In a military context, caisson is a carrier of artillery ammunition. Caisson is also the French term. In British usage, it was usually called a limber.

[edit] Design and use

Fundamentally it is a big box mounted lengthwise along an axle that has a road wheel at each end. Rigidly attached to the middle of the axle is a pole to each side of which a horse is harnessed. The whole is therefore a very basic horse-drawn vehicle. The pole is properly called a limber and it is this which gives the vehicle its British name. The vehicle is used for towing a gun mounted on a similar carriage but with the gun's trail taking the place of the pole. In order to move the whole assembly at consistently high speeds, two further horses are required. These are harnessed with long traces back to the limber.

The box has simple seats on it for the driver and crew. It contains ammunition. The whole is designed so that it can be brought up to its firing position and the three units - gun, limber and horses - rapidly separated so as to bring the gun promptly into action with the horses at a distance, out of harm's way but ready for the withdrawal phase of the action.

In the accompanying photograph, the pole which is the limber proper appears black between the two wheel-horses. The vehicle appears to be specially constructed for funerals but in the military version, the units represented are the limber (caisson), to the left and to it is hitched the trail of the gun, here replaced by a trailer of similar configuration, carrying the coffin (casket). Thus, strictly speaking the coffin is on a symbolic gun-carriage rather than on a symbolic caisson.
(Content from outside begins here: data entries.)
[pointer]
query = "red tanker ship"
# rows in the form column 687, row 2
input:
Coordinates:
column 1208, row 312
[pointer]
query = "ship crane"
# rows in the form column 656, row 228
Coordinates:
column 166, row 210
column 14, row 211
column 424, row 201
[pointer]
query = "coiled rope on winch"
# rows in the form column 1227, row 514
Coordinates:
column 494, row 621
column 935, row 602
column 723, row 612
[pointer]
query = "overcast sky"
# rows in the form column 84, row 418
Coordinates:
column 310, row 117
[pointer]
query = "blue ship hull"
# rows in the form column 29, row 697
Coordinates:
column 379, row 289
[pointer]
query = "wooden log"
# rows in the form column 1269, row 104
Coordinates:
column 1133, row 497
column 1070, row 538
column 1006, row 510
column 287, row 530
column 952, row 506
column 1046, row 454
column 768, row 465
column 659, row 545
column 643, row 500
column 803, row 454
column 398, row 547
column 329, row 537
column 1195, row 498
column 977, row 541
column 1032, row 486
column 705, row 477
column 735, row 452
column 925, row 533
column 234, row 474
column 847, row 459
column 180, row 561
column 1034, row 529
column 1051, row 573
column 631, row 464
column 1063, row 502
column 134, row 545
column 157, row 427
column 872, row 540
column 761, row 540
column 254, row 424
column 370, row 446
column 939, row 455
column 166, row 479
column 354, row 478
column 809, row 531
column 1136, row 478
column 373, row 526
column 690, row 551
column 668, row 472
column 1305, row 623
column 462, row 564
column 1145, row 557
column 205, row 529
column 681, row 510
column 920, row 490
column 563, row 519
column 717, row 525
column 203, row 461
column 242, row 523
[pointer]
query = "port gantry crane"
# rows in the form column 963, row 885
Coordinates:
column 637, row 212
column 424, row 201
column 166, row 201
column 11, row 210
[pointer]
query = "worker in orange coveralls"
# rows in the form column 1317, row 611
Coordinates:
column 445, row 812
Image:IWM-H-20971-Morris-C8-Slaght-Bridge-19420626.jpg
A 25-pdr field gun and limber being towed by a Morris-Commercial Quad, crossing a pontoon bridge in 1942.

[edit] The caisson in American and British culture

The song "The Caissons Go Rolling Along", written during the occupation of the Philippines by the United States of America refers to these; the version adopted as the United States Army's official song has, among other changes, replaced the word caissons with Army.

Caissons are also used during United States presidential funerals to carry the casket of the deceased president. When the equipage is used in this way for a state funeral in Britain, the coffin is usually placed on a platform mounted on top of the gun and referred to as being carried on a gun carriage. For the funerals of British kings, there is a tradition that the horses be replaced by a detail from the Royal Navy.